In collaboration with the WHO/TDR, The Global Health Network has implemented the TDR Global Competency Framework for Clinical Research. This tool works as a framework which lists all the competencies that should be demonstrated by a research team to carry out a successful study. 

The framework can be applied to any research study, regardless of the size of the team, place, disease focus and type of research. Together with its supporting tools, the framework can be used to plan staffing requirements for a study, to carry out appraisals of staff, to guide career development, and to create educational curricula for research staff.
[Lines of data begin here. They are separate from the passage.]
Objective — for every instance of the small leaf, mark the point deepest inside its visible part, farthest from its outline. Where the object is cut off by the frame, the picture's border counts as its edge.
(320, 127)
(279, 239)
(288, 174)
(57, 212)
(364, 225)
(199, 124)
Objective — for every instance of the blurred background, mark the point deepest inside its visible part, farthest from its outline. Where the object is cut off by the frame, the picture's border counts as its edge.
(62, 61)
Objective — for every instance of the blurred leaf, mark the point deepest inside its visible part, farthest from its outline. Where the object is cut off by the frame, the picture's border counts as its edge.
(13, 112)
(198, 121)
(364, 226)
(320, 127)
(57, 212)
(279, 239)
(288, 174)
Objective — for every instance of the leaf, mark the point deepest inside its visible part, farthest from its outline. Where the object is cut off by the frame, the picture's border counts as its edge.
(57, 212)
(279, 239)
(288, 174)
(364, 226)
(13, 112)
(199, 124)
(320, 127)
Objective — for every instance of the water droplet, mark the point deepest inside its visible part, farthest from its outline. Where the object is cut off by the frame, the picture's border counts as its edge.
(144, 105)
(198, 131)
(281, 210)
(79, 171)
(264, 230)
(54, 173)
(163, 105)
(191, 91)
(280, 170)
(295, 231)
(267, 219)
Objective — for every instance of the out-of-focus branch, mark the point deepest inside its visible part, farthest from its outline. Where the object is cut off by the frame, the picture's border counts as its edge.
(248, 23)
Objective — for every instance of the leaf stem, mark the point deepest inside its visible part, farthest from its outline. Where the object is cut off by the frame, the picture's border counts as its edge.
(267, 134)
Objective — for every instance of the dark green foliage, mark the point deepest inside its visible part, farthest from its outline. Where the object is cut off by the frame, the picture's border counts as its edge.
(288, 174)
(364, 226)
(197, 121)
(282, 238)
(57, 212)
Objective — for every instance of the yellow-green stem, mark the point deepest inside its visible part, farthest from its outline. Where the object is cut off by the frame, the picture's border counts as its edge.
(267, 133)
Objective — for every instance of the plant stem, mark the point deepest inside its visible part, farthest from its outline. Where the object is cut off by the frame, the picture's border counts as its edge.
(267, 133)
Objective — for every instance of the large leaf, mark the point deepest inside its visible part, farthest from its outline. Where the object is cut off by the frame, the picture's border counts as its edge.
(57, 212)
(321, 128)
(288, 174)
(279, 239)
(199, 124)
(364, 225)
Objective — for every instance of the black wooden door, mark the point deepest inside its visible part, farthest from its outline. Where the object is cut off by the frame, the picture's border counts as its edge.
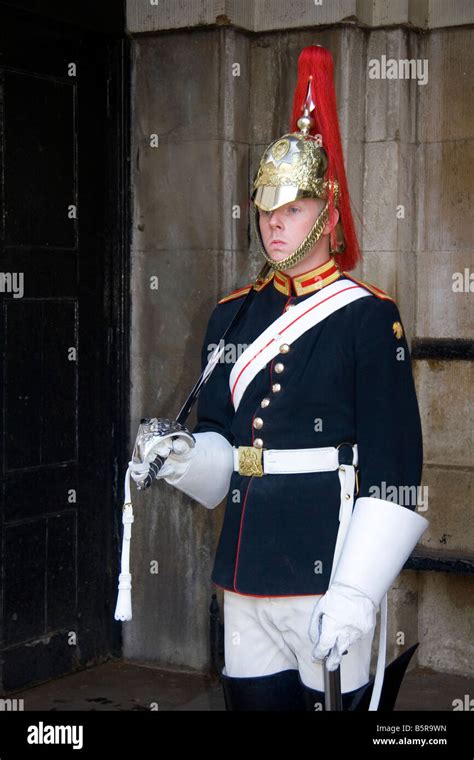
(63, 310)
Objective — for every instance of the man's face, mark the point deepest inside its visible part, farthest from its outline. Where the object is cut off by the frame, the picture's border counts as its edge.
(285, 228)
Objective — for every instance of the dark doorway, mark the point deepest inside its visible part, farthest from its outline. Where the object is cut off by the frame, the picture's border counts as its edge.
(64, 333)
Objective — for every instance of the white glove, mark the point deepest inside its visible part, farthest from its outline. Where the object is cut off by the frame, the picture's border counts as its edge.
(177, 452)
(341, 617)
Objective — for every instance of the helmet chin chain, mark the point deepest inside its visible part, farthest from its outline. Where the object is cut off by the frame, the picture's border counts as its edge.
(310, 240)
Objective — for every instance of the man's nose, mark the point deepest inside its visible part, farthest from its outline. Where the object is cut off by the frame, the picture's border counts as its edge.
(275, 219)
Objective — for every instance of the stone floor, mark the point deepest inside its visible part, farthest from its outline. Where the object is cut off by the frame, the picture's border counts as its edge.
(126, 686)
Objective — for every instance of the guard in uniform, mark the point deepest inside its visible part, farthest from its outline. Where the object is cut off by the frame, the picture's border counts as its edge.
(305, 432)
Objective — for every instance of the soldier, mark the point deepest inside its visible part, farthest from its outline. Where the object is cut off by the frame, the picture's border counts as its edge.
(305, 432)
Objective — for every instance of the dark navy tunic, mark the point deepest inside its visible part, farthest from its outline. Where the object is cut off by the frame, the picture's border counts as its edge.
(344, 380)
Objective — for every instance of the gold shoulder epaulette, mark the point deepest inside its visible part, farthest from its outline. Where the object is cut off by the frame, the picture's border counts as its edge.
(246, 289)
(373, 288)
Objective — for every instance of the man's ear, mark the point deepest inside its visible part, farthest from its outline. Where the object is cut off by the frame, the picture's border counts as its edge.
(333, 220)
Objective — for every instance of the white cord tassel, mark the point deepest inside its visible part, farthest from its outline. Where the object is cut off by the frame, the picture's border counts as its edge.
(123, 610)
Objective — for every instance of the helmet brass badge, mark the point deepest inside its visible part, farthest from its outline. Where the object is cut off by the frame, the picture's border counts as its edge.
(397, 330)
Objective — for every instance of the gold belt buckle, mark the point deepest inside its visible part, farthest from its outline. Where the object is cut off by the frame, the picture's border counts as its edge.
(250, 461)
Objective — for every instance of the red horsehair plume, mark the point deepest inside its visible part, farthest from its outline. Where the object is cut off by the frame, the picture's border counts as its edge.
(316, 62)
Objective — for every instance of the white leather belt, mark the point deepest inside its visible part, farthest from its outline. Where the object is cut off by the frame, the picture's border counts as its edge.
(287, 461)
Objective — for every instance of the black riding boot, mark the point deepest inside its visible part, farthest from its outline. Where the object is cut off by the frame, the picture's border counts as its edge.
(359, 699)
(277, 691)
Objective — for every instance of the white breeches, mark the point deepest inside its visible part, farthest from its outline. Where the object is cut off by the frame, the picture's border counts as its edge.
(265, 635)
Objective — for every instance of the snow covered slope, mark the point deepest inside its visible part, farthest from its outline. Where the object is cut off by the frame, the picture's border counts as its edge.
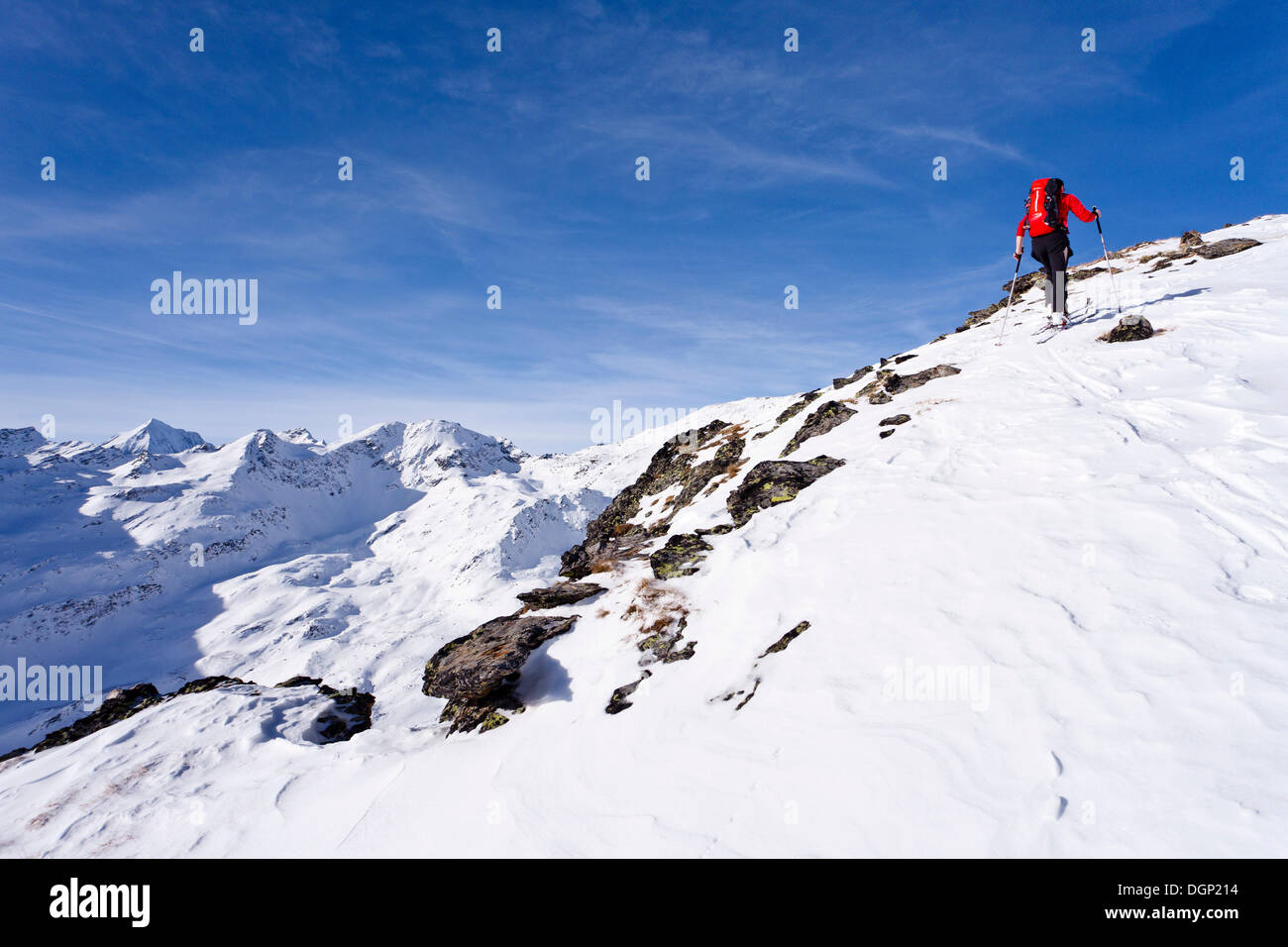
(1046, 616)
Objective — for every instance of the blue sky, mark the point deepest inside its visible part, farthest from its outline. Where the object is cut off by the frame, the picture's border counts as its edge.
(518, 169)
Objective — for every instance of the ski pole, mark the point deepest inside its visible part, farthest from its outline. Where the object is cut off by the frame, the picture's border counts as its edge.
(1096, 211)
(1009, 298)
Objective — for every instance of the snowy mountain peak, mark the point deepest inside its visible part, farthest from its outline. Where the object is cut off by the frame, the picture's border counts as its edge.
(424, 451)
(16, 442)
(155, 437)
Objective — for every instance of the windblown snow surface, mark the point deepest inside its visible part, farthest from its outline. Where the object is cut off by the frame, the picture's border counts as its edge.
(1095, 535)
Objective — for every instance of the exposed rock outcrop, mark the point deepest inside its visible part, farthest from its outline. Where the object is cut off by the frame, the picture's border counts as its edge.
(820, 421)
(612, 536)
(477, 673)
(664, 643)
(679, 557)
(1131, 328)
(351, 712)
(559, 594)
(781, 644)
(851, 379)
(618, 701)
(887, 384)
(772, 482)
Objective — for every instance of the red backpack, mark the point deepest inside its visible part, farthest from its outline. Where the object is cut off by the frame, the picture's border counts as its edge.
(1042, 208)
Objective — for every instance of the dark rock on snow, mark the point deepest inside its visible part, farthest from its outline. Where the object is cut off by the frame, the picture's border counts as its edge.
(855, 376)
(610, 536)
(679, 557)
(772, 482)
(352, 712)
(477, 673)
(1131, 328)
(781, 644)
(618, 702)
(662, 644)
(561, 594)
(823, 419)
(1224, 248)
(795, 408)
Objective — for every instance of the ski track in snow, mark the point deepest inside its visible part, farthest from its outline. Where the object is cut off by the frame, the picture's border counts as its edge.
(1102, 528)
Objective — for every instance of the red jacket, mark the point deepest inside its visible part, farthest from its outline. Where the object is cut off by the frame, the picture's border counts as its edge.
(1067, 204)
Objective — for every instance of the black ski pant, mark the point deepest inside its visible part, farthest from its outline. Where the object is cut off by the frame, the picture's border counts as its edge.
(1052, 252)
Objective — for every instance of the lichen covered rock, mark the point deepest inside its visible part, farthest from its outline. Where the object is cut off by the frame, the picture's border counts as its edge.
(679, 557)
(820, 421)
(772, 482)
(477, 673)
(1131, 328)
(613, 536)
(1224, 248)
(559, 594)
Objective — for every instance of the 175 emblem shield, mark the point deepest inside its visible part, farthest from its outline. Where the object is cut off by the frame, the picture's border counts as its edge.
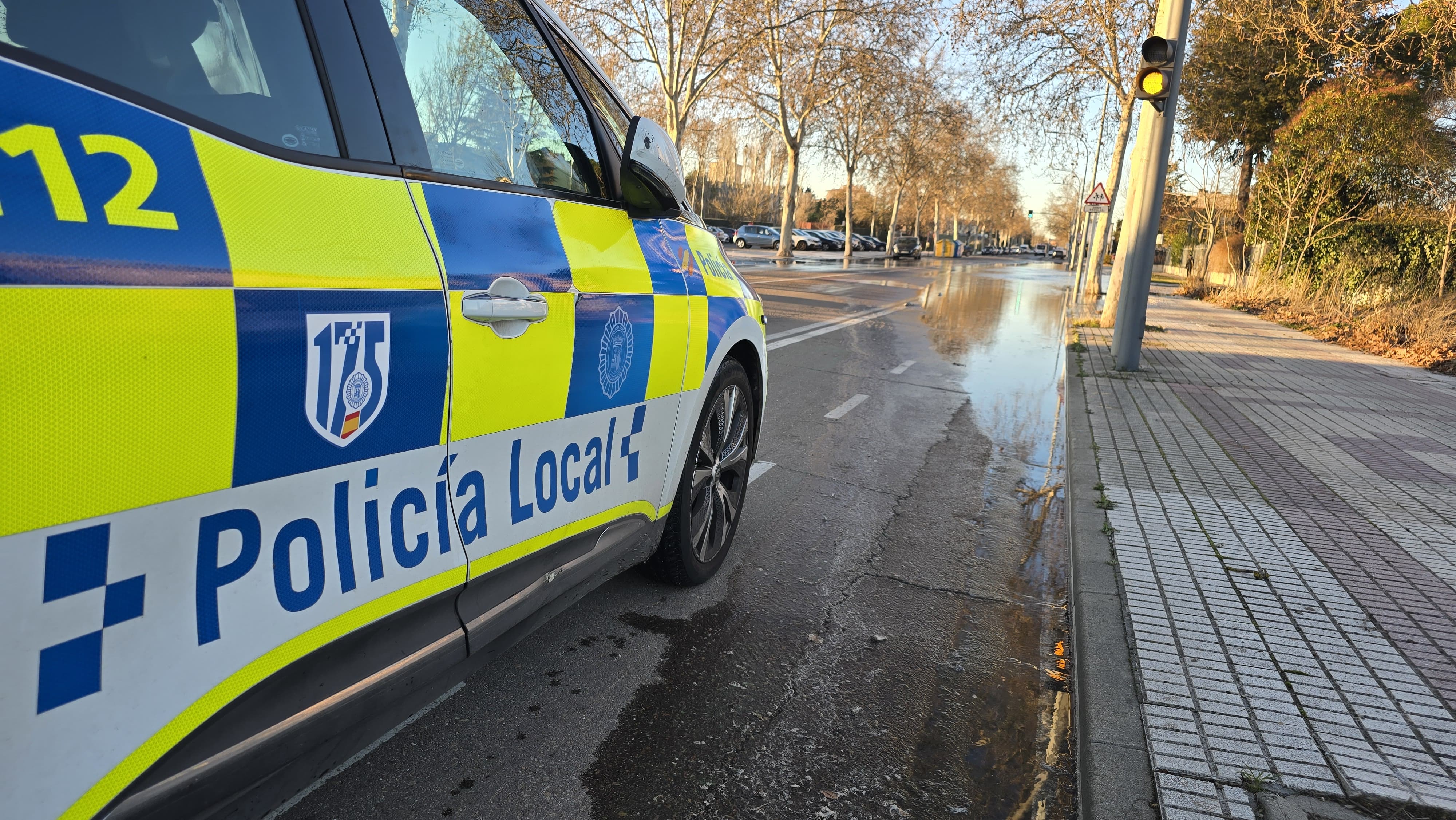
(349, 374)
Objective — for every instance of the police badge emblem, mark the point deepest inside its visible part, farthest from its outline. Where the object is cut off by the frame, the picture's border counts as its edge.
(349, 374)
(615, 359)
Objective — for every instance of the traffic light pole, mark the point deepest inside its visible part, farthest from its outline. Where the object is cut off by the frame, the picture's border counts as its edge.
(1142, 228)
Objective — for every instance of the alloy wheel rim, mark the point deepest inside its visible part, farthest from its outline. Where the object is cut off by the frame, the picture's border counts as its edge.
(720, 474)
The Special Programme for Research and Training in Tropical Diseases (TDR) and researchers from The Global Health Network led the development of this framework, to bridge the lack of information about clinical research roles, especially for those working in LMICs. It has been developed alongside experts and collaborators from around the world.

 

'The importance of research skills training'

This clip shows feedback from a local public health worker in Ethiopia after he attended one of The Global Health Network research skills workshops. In summary Abrahim explains that previously he thought that clinical trials were something people from overseas come and do, that they are expensive, and just about drugs and vaccines. See how his views have changed.

 

'Reverting knowledge gaps'

In this interview, Dr. Jackeline Alger highlights how The Global Health Network has contributed to revert knowledge gaps on health research in Honduras. 

 

Within The Global Health Network each member area has its own governance structure and a representative of each of these form the management group of The Global Health Network. Each member area has a coordinator and they have a coordinators forum where ideas and resources are shared.

The Global Health Network also has a steering committee to ensure that the aims and objectives are being met. This committee is comprised of Trudie Lang (University of Oxford) Kevin Marsh (KEMRI-Wellcome Programme, Kenya) Rosanna Peeling (London School of Hygiene and Tropical Medicine), David Lalloo (Liverpool School of Tropical Medicine), Tumani Corrah (MRC The Gambia), Patricia J Garcia (Universidad Peruana Cayetano Heredia Peru) and Arthur Thomas (Oxford Internet Institute).